Fin da subito, l’ipotesi più accreditata è stata quella di omicidio volontario a carico dell’uomo verso la figlia Gloria, che gli era stata affidata per qualche ora. Jacob, che aveva avviato le pratiche di separazione dalla moglie, avrebbe vissuto male la situazione e per questo avrebbe ucciso la figlia e poi tentato il suicidio, accoltellandosi quattro volte. L’uomo, trasportato all’Ospedale Maggiore di Cremona, è stato posto in stato di fermo e nel corso della scorsa notte è stato ascoltato dagli  inquirenti, smentendo le accuse a suo carico.

“Sono stato seguito da una persona, mi ha rapinato ma non ricordo bene”, avrebbe detto ai magistrati. Una ricostruzione dell’accaduto, informa La Provincia di Cremona, che è apparsa molto confusa. Una versione alla quale i Carabinieri titolari delle indagini hanno provato a cercare riscontro. Ma non c’è traccia, fino ad ora, di elementi che confermino la sua tesi. Ciò che è emerso dal racconto, al contrario, è l’assoluta l’infondatezza di quella ricostruzione. In quella casa, non c’è traccia di terze persone e per ora i sospetti ricadono solo sul papà della piccola. Una posizione, la sua, aggravata anche dai rapporti con la moglie. Kouao non accettava la separazione, tanto che la donna si era allontanata da casa e l’aveva denunciato per aggressione dopo essere stata picchiata più volte. Sembra anche che, dopo diverse richieste ufficiali, gli era stato concesso di vedere la figlia e per questo la donna, che vive in casa protetta, l’aveva portata nel suo appartamento, poche ore prima della chiamata al 112.

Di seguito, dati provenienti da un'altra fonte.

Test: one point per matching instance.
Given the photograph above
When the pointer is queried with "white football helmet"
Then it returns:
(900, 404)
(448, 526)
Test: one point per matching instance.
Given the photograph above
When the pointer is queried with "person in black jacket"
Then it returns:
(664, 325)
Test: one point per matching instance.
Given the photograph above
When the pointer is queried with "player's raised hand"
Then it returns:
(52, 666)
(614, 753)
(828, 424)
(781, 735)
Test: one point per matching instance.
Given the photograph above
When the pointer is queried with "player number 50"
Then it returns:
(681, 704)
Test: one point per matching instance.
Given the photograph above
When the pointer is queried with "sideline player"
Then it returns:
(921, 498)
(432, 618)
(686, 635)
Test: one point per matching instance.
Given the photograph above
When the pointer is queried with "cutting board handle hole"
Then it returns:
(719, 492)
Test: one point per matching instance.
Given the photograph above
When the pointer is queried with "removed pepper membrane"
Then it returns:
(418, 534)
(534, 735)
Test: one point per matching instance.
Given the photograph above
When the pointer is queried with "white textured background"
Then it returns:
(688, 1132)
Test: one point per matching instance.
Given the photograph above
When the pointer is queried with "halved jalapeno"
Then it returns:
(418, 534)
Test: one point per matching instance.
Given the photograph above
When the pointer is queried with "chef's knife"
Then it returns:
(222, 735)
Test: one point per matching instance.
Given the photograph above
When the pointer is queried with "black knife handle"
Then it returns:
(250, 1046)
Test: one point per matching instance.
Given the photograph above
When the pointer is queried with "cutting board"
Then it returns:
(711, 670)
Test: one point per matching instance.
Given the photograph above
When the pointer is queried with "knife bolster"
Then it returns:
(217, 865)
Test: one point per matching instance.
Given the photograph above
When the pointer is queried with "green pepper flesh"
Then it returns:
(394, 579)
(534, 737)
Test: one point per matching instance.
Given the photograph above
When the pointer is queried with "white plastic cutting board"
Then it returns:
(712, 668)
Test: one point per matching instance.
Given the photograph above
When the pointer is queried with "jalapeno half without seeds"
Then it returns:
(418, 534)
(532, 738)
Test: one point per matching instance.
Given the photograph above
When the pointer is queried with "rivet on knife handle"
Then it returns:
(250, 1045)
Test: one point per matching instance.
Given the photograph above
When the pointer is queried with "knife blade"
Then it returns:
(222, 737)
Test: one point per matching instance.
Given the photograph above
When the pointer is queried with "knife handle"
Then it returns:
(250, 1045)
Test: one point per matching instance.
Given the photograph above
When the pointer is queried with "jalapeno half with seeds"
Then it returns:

Da circa sei mesi, informa RaiNews, l’uomo non aveva modo di vedere la bimba per via della separazione. Tuttavia, a suo carico non risultano condanne o provvedimenti. Con regolare permesso di soggiorno, lavorava come operaio presso un’azienda che produce contenitori per alimenti. Aveva preso in affitto con contratto, regolarmente registrato dall’inizio del mese, l’abitazione in cui si è consumato, forse, un efferato omicidio. I vicini lo descrivono come una persona gentile ed educata. Usciva presto la mattina per recarsi al lavoro e rientrava la sera. Eppure, non è tutto oro ciò che luccica.